In de tentoonstelling bieden verschillende thematische onderdelen een diepgaand inzicht in de ontwikkeling van de meest uiteenlopende keramische producten van de begintijd tot de jaren 1970 en tonen de veranderingen in het spectrum van motieven, vormen en kleuren.

Een uiterst zeldzame catalogus uit de periode tussen 1915 en 1926 documenteert op indrukwekkende wijze hoe groot het aanbod aan vormen en decoraties van vazen, schalen, wandborden en cachepots toen was.

De tentoonstelling is ook gewijd aan de ontwikkeling van innovatieve producten en aan fabricagetechnieken en arbeidsprocessen. Om haar producten te promoten nam de Ziegler aardewerkfabriek deel aan nationale en internationale beurzen en verkoopbeurzen, waar zij ook verschillende prijzen won.

Londen, 1851. De eerste wereldtentoonstelling in deze stad: “The general arrangement of the architectural ornament is in the best taste of the later Gothic style”.  

Wenen, 1873

Samenwerking met kunstenaars

De Ziegler aardewerkfabriek had al vroeg eigen fabrieksontwerpers in dienst, maar cultiveerde ook een uitwisseling met kunstenaars. De artistieke samenwerking met de beeldhouwer Johann Jakob Oechslin (1802-1873), die in 1838 begon en meer dan 25 jaar duurde, en het tijdperk van de “Kunstafdeling” onder Gustav Spörri (1902-1976) tussen 1949 en 1964 staan hierbij centraal.
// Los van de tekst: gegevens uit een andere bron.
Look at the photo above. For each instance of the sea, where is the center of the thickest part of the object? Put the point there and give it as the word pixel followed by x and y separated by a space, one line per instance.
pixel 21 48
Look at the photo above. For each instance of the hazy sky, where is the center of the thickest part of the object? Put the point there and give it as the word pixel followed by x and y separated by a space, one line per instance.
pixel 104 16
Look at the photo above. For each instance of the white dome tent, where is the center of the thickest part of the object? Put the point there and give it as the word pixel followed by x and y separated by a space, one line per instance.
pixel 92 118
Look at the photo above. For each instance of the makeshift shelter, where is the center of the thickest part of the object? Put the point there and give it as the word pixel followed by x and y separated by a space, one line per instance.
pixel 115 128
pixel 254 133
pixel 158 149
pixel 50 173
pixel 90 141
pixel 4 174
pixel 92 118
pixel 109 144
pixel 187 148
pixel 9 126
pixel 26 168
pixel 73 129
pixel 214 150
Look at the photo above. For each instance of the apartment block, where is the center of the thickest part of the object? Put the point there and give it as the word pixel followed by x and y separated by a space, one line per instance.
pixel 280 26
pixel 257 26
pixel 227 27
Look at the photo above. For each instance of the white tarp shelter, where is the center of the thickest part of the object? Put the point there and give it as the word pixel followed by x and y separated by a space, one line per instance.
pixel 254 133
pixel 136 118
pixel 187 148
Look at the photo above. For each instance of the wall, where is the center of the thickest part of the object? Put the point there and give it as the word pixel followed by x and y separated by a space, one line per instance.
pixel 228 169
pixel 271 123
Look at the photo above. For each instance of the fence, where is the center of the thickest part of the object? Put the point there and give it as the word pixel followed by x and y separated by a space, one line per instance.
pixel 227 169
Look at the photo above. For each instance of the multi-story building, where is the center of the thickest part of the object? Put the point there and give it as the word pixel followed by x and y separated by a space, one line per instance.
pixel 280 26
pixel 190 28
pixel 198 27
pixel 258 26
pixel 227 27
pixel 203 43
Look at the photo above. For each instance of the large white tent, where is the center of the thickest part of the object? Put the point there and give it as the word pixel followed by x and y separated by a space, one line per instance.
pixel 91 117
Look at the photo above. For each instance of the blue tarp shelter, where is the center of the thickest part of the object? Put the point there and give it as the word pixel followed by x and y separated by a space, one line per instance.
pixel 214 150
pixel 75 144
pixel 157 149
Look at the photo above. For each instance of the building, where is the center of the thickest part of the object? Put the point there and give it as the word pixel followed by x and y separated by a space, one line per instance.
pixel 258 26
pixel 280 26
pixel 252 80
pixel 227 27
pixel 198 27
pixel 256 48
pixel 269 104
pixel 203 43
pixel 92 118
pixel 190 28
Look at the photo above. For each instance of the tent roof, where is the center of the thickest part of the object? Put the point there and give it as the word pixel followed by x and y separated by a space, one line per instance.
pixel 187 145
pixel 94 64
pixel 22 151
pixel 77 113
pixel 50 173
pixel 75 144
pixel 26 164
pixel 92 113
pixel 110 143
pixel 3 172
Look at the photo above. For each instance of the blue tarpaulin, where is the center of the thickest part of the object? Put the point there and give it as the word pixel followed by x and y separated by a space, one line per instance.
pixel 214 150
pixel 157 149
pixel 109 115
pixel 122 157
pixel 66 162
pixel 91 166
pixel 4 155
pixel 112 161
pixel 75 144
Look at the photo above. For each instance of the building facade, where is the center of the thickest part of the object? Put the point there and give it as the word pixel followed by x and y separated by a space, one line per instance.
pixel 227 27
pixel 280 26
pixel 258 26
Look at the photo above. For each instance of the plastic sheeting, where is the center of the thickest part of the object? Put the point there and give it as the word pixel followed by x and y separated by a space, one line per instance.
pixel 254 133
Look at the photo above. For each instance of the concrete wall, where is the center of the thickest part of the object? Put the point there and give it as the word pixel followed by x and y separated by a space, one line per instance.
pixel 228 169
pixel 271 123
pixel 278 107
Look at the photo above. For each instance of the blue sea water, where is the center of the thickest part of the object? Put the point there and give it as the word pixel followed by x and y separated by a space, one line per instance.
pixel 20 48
Johann Jakob Oechslin, Medaillon met Portretbuste van Ziegler, 1846, Museum zu Allerheiligen, Foto: Jürg Fausch

Fries van het natuurhistorisch museum

Oechslin creëerde werken in terracotta. Hij ontwierp medaillons, portretbustes en beelden van beroemde persoonlijkheden. Ook de oprichter van de fabriek, Jakob Ziegler, liet zich door hem in klei vereeuwigen. Zijn belangrijkste terracottawerk maakte Oechslin waarschijnlijk in 1846 met de figuurfries voor het natuurhistorisch museum aan de Augustinergasse in Bazel.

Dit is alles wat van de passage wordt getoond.